With all that said, it is hard to ignore Comrie’s behavior in the viral video. Facts or not, her reaction is — as her employer pointed out upon her suspension — “disturbing.” There’s no way to know for sure whether she would’ve acted the same had she been surrounded by young white men instead young Black men. Would she have felt the need to shout for help as though her life were in danger? Would she have resorted to tears at the sight of the nearest friendly (white) face? 

Racism is a charged word, one that can immediately rub someone the wrong way. But it’s not nearly as dangerous as the violent acts committed against Black people and other persons of color; acts that have a historical precedent of being spawned from situations such as these, in which one white lady is not only given the benefit of the doubt against her Black aggressor, but then used as a vehicle for retribution.  

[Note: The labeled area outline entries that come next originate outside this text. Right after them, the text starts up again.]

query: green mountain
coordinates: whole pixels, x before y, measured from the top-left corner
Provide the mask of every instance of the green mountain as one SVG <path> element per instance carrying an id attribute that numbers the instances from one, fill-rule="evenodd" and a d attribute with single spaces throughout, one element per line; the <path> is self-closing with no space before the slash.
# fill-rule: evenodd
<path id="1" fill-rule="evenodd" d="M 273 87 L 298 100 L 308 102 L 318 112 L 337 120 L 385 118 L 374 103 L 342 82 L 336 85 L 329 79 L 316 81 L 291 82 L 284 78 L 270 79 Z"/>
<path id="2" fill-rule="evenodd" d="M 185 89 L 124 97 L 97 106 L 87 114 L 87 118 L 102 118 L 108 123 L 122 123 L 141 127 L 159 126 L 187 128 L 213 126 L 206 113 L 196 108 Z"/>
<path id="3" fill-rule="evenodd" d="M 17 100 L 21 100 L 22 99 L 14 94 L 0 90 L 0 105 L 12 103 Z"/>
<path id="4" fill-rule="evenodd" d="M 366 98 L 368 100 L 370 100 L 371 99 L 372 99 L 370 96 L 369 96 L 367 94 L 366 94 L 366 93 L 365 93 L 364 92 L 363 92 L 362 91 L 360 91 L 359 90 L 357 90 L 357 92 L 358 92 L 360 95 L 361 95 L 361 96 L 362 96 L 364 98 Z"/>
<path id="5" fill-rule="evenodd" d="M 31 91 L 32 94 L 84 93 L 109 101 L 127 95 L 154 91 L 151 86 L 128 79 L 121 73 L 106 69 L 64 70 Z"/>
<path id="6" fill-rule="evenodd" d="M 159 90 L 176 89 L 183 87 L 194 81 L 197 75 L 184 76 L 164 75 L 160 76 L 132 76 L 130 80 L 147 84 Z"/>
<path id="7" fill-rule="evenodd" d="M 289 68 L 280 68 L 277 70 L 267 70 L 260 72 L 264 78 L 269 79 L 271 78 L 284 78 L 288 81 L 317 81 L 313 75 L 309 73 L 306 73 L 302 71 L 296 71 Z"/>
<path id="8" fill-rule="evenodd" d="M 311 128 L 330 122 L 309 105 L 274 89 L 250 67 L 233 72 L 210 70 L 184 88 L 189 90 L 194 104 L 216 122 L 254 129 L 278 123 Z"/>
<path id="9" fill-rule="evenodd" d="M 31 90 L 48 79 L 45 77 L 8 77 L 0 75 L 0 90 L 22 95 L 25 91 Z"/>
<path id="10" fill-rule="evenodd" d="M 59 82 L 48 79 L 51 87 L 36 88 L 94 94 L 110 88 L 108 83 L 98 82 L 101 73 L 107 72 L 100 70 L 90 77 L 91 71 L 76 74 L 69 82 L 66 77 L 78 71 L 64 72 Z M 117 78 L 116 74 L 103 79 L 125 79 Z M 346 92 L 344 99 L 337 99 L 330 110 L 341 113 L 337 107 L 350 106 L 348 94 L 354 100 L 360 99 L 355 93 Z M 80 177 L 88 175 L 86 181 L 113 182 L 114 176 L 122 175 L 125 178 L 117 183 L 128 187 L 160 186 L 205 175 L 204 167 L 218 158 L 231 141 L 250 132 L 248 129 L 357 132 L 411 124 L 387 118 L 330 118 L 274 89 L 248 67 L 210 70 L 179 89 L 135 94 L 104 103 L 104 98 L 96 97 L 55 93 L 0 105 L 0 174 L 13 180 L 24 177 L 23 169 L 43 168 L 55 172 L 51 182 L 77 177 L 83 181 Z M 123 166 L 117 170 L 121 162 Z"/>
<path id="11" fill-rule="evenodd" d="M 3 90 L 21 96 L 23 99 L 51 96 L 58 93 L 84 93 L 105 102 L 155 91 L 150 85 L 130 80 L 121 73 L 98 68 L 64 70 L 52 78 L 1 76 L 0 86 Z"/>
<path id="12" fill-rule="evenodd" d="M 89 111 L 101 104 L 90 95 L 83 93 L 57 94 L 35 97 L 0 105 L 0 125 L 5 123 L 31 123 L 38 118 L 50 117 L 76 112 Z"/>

Like the underlying issue at hand, the opinions about the “Citi Bike Karen” incident are split, with parts of the population using the revelation of Comrie’s receipts as proof of counter-racism and trigger-happy “cancel culture,” while other parts of the population can’t erase from their minds the image of a white woman crying for help from Black men who are quite literally standing still and doing nothing to harm her.